Com o esfacelamento da esquerda internacional, a saída para a crise global pode estar no ambientalismo, no feminismo e na luta por direitos humanos. A opinião é do sociólogo francês Alain Touraine, que falou nesta terça-feira, em São Paulo, sobre a crise nos países europeus. Para ele, a esquerda internacional está em crise e, se não se recuperar, a Europa poderá viver momentos de violência e protesto.
- A Europa, local de todas essas reformas, não tem nenhum só governo de esquerda, com a única exceção da Espanha. Mas é tão fraco o governo de Zapatero que, se houvesse eleições amanhã, o PP ganharia as eleições. Na Europa acabou-se o tempo das reformas. Acabou-se faz tempo, já. Mas agora acabou o momento da social democracia. Todo mundo é social democrata, mas na verdade não é. É uma expressão que não tem mais conteúdo, mas é de pessoas simpáticas.
Sobre a esquerda, Touraine faz um veredicto sombrio:
- Essa decomposição internacional da esquerda é impressionante. A França é o primeiro país a ter uma extrema direita forte.

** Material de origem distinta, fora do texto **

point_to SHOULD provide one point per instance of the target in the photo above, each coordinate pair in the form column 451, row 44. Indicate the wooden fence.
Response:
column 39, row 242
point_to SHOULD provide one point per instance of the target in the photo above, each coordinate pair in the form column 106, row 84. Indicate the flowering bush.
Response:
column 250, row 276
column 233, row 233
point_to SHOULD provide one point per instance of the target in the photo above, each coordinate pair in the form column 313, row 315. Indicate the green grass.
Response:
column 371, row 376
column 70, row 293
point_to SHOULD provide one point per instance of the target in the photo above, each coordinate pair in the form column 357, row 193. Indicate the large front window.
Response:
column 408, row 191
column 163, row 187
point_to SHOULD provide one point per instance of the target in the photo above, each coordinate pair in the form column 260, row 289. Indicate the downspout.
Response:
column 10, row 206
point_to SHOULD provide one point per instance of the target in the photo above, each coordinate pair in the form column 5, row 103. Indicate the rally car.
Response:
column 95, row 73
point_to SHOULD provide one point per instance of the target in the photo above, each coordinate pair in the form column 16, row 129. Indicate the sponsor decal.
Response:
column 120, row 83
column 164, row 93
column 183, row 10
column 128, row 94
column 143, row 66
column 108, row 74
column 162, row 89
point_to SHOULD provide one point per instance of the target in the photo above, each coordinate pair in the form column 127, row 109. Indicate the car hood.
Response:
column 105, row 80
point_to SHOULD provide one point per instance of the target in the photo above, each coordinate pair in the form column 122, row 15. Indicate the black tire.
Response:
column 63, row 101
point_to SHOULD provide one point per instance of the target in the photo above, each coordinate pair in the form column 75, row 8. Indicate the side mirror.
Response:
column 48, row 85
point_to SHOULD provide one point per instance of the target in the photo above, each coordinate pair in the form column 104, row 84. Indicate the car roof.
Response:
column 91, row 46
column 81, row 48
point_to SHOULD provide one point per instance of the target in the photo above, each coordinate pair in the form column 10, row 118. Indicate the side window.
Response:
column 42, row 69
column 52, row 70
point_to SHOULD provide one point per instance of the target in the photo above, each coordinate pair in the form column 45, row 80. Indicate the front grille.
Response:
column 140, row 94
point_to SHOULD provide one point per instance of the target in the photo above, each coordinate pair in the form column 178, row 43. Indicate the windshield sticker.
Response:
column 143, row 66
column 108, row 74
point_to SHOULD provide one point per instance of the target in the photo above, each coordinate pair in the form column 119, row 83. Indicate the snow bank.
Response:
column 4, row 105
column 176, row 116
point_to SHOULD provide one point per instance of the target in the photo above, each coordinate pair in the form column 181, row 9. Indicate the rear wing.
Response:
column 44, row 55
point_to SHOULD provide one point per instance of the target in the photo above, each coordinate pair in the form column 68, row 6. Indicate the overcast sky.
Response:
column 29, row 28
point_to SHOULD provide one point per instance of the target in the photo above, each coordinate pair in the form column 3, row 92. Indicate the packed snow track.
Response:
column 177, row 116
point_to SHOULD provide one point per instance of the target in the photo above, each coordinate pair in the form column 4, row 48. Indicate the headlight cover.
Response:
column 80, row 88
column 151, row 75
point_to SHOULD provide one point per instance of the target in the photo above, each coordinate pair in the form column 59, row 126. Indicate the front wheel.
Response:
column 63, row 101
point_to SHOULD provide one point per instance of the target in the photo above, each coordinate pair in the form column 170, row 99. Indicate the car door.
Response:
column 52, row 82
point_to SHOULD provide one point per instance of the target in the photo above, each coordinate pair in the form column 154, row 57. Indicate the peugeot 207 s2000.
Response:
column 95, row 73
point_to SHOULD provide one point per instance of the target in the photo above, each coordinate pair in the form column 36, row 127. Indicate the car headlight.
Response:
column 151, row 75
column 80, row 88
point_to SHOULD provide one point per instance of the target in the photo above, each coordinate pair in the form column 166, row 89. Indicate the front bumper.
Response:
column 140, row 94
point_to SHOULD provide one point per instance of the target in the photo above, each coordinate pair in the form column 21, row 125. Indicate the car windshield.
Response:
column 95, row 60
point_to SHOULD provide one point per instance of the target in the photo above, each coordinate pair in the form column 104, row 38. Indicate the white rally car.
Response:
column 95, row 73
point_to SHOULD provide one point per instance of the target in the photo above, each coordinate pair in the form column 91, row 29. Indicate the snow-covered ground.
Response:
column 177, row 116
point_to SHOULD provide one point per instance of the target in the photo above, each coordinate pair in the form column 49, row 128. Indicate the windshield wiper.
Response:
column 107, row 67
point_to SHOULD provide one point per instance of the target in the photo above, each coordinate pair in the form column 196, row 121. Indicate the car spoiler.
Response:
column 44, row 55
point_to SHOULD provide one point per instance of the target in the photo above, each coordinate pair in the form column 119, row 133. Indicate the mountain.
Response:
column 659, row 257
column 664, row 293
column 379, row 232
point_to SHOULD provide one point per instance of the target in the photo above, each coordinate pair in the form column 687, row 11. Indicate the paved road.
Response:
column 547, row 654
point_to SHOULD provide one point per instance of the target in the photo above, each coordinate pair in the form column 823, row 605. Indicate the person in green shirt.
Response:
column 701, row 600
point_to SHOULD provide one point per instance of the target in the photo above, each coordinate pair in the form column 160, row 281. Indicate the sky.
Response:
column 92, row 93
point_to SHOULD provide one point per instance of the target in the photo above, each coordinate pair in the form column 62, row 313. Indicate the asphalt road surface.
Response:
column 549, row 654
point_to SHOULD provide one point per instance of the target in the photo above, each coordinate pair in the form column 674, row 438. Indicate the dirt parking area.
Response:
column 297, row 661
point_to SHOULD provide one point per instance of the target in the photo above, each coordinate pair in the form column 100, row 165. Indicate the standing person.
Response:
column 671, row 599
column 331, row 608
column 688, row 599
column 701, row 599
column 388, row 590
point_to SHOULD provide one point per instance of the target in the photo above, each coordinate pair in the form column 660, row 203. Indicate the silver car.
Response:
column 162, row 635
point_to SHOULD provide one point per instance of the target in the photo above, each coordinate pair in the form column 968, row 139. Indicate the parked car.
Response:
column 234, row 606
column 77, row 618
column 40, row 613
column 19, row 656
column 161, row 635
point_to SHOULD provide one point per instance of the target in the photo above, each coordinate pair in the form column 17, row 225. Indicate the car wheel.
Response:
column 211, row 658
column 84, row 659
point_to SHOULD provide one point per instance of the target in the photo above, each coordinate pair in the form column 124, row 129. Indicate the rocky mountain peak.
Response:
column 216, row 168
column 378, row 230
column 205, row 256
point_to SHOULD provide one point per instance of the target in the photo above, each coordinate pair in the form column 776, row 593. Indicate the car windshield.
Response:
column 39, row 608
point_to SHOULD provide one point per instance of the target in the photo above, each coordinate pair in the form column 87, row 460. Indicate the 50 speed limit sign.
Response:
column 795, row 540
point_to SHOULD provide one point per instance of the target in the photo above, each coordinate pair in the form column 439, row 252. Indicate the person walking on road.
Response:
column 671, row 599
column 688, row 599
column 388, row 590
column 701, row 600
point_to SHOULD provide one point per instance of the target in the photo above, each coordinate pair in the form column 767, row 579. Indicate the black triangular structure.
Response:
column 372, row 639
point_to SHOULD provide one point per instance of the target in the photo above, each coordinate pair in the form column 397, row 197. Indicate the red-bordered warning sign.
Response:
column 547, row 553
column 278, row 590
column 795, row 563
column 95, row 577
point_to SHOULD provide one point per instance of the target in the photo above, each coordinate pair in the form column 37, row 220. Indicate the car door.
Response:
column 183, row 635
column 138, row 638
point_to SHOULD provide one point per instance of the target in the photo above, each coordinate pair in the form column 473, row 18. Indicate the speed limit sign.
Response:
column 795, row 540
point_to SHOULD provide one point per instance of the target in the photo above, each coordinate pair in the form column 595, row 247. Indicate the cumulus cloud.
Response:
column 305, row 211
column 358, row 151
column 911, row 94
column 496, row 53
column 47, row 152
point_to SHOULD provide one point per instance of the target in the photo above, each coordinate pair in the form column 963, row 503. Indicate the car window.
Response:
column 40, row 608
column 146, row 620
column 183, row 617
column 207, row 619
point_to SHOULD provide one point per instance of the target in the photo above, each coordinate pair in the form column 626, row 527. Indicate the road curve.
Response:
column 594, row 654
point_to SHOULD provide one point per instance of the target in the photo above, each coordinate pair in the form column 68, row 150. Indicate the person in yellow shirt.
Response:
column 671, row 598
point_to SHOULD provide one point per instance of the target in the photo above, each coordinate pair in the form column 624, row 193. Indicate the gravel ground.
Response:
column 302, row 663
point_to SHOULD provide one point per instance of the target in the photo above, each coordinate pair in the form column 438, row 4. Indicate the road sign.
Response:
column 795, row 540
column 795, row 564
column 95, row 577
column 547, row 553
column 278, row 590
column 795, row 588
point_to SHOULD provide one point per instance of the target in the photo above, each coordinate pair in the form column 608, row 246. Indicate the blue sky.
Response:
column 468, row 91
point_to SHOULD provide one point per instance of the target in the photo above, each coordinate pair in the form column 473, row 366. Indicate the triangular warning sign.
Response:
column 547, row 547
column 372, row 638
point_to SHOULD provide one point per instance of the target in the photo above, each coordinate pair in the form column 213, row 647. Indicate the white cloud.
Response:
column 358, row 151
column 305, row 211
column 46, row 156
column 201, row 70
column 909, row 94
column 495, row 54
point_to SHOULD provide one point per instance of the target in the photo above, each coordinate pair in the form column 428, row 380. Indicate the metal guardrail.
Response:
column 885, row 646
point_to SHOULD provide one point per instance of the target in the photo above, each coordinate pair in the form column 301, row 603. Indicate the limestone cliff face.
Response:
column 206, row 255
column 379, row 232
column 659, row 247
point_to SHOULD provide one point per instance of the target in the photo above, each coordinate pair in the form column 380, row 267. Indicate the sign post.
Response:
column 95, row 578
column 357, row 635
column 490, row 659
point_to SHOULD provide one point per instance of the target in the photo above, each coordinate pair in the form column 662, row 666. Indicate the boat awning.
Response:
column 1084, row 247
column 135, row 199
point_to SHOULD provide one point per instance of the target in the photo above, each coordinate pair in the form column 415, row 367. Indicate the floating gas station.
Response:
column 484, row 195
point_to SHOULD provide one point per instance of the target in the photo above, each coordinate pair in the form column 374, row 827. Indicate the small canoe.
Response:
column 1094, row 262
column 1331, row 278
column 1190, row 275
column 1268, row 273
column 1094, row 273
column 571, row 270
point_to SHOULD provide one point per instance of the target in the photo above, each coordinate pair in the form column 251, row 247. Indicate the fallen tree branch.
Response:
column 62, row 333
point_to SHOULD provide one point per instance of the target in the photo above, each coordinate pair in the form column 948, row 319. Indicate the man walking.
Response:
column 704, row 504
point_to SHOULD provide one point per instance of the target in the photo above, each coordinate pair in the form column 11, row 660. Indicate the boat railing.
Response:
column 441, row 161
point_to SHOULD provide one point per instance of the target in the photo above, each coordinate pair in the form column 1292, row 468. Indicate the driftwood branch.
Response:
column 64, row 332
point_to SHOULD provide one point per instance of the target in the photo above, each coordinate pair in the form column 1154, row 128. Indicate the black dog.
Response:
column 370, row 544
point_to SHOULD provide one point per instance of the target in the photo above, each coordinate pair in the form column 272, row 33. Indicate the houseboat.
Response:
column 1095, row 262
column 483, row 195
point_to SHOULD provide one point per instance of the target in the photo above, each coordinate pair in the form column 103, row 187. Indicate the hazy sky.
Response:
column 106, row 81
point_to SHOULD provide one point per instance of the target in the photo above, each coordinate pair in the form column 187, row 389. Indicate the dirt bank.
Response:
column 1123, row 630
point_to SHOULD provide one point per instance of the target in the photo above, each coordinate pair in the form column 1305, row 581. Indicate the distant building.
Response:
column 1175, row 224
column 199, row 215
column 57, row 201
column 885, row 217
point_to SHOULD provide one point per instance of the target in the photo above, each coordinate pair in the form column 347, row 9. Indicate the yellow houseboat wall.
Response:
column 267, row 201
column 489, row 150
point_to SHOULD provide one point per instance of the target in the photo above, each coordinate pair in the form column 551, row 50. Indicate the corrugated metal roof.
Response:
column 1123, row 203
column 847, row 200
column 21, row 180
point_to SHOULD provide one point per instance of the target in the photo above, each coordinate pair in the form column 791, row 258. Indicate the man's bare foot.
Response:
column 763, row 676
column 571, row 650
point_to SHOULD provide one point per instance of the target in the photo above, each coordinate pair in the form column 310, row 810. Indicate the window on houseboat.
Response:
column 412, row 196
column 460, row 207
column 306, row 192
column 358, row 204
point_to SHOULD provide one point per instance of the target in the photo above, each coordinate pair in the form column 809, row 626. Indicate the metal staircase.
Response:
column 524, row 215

O exemplo francês foi imitado primeiro pela Áustria e depois por outros, como os do Norte. Como Holanda, Dinamarca, Suécia, Suíça. Todos esses países são dominados por movimentos de xenofobia e islamofobia_ disse ele, completando: - Se não houver uma recuperação intelectual e política da esquerda, o que vamos ver é uma onda de violência de protesto.
Touraine defende que países como o Brasil podem instituir uma nova ordem mundial, neoeuropeia, cercada por princípios universalistas e menos financeiros.
- Criou-se um sistema econômico financeiro tecnológico fora do alcance de qualquer poder político, cultural ou social. Ninguém o pode tocar, nem (Baracak) Obama, nem o Fundo Monetário Internacional - afirmou Touraine, em palestra ontem na Emplasa (Empresa Paulista de Planejamento Metropolitano):
- O problema de todos é saber que tipos de forças e processos podem resistir a esse mundo econômico financeiro globalizado. Quem pode se contrapor a uma lógica que não seja a da economia.
Mas, para o sociólogo, que já dirigiu a Escola de Altos Estudos de Ciências Sociais de Paris, há movimentos que podem "resistir à globalização como força desumana, desumanizante e que não tem outra lógica que não a de aumentar e defender seus próprios interesses":
- Uma das respostas é a ecológica. Não é um problema social, é um problema de vida ou morte. É notável o sucesso da ideia ecológica. É um movimento de massa e a maior parte de nós estamos convencidos de que não há que dar a vitória à produção sobre a natureza.
Também não se deve destruir a economia em prol do meio ambiente, mas reconstruir um mundo social. O segundo movimento é o feminismo. Em meus estudos, demonstram que as mulheres, porque foram dominadas pelos homens nesse mundo muito polarizado, tem uma grande capacidade de pensar o mundo reintegrado.
O terceiro movimento, segundo Touraine, é a defesa dos direitos humanos.
- O indivíduo tem a força não social e é quem pode resistir a uma economia não social.
Ele pode se reconstruir como um elemento puramente econômico. No entanto, é que estamos observando em muitas partes do mundo a volta de um conceito que foi tão importante e que desapareceu: a questão dos direitos humanos.
Formou-se um tipo de bloco que não se defende apenas os direitos humanos e sociais, o direito de ter direitos. É o direito de ter direitos contra os interesses. Contra o mundo dos interesses que triunfa em muitas partes, também em muitas partes se vê o fortalecimento dos movimentos de oposição em nome dos direitos.
O sociólogo, no entanto, aponta que há uma tendência de criar-se não os movimentos sociais, mas os movimentos morais.
- A definição da situação que se vê na Europa e em outras partes do mundo é esse neoindividualismo - aponta Touraine, para quem os direitos humanos, o feminismo e o ambientalismo não ganham eleições: - Não é possível ganhar uma eleição com essas ideias, mas sem essas ideias não há reconstrução possível de uma nova sociedade.
Sobre o neoeuropeísmo, Touraine diz acreditar que ele não ficaria circunscrito à própria Europa:
- A América Latina não existe. É uma invenção linguística. Mas o Brasil, sim. É mais provável que possa renascer (no Brasil e em outros países) uma civilização do tipo europeu, com princípios universalistas.